Thanksgiving is more than a time to reflect on the valuable people and opportunities in our lives. It is a time to reflect on our heritage as Americans. Thanksgiving is one of the only holidays exclusively known to be American, other than Canada’s own October Thanksgiving holiday which is more about the fall season and not pilgrims.
While the “giving thanks” aspect of the holiday is one hundred percent important, celebrating our culture is just as important. It is not a holiday bound by religion or a foreign culture. Every American is included in Thanksgiving, making it a crucial part to our society.
Yes, Thanksgiving could also be seen as representing a brutal stripping of Native American culture by Europeans. But while no one should hide from these historical facts, we can still cherish what the holiday means in this day and age. The idea of creating a program that brings international students to our Thanksgiving dinner table is a great one. While they are going to school in the United States, it is good for these visitors to indulge in our culture and learn more about what our holidays mean.

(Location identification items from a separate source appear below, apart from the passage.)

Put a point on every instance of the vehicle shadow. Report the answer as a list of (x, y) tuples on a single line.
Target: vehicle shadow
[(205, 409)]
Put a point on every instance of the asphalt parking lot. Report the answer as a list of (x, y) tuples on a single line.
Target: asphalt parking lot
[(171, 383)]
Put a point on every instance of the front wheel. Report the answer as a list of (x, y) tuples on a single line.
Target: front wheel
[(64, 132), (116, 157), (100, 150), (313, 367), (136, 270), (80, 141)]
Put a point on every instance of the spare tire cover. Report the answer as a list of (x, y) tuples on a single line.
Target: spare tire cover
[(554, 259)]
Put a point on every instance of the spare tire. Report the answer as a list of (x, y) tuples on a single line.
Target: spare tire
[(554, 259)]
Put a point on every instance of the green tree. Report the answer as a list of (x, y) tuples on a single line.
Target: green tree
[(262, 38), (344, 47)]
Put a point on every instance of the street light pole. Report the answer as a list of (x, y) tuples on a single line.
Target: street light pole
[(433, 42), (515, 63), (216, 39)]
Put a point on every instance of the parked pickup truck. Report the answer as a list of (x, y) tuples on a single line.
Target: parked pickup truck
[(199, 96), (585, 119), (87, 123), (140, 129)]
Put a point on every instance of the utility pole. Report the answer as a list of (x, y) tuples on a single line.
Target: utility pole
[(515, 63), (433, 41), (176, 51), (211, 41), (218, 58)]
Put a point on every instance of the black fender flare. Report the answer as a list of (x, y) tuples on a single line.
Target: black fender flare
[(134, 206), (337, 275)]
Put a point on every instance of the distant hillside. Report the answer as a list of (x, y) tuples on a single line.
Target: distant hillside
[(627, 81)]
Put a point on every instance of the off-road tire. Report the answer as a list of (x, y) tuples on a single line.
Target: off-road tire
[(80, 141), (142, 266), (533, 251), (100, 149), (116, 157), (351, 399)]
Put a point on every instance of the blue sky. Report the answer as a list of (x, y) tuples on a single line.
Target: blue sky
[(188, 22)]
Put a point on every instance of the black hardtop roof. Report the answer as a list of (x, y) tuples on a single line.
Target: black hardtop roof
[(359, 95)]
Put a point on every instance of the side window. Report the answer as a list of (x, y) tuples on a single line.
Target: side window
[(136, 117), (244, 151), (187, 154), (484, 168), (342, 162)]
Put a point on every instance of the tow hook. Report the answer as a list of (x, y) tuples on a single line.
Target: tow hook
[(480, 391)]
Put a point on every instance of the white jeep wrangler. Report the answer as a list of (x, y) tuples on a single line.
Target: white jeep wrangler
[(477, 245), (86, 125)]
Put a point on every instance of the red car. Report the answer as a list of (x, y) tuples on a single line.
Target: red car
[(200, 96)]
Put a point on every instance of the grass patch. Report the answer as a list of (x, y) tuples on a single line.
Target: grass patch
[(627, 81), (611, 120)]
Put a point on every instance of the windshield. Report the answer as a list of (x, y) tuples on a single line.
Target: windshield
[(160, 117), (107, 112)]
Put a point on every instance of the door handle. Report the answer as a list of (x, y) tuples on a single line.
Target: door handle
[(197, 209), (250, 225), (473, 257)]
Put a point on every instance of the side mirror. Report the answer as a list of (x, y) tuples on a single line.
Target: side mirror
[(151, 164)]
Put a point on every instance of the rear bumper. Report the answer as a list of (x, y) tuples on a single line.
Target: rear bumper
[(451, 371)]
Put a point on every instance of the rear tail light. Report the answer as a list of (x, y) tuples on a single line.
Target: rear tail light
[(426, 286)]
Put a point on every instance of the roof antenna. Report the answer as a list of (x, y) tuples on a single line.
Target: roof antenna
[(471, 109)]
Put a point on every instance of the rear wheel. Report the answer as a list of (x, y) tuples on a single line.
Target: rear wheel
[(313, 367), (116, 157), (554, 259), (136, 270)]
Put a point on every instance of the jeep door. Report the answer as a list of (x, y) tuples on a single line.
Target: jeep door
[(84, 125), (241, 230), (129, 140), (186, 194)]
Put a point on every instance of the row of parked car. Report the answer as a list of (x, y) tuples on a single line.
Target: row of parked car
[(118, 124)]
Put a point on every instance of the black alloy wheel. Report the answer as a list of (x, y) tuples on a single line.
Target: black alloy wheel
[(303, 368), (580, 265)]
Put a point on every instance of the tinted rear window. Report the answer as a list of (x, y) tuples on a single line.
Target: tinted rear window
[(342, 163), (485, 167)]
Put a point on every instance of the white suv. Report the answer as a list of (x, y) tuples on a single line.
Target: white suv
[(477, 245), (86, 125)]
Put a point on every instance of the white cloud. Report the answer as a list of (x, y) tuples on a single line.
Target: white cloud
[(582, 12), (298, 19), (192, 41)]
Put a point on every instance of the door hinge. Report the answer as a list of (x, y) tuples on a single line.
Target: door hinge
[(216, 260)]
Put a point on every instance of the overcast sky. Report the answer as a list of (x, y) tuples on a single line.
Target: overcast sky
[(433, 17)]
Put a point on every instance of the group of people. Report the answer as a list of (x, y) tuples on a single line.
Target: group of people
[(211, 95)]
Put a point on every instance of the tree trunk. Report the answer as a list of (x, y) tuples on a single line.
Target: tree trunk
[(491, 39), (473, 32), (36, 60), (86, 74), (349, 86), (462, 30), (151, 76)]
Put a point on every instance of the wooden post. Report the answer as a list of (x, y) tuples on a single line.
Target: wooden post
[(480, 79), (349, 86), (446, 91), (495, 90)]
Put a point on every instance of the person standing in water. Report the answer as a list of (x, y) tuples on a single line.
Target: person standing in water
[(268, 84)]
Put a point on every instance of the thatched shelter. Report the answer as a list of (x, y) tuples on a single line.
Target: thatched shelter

Most of the time, part of the reason international students choose to study abroad is because they want to embrace and learn about a new culture. We should help them by showing them ours. If they came here looking to understand American culture and values, let’s invite them into our homes and show them what being “American” means to us. Thanksgiving is a great way to start.
It includes Americans from all backgrounds, who for the most part identify themselves with the heritage of their ancestors. Americans usually tend to discuss where their lineage is from, whether it be Ireland, Italy, El Salvador, Haiti. or elsewhere On the last Thursday of November, we are all simply Americans. While international students are here in our country, let them be Americans for a day, as well.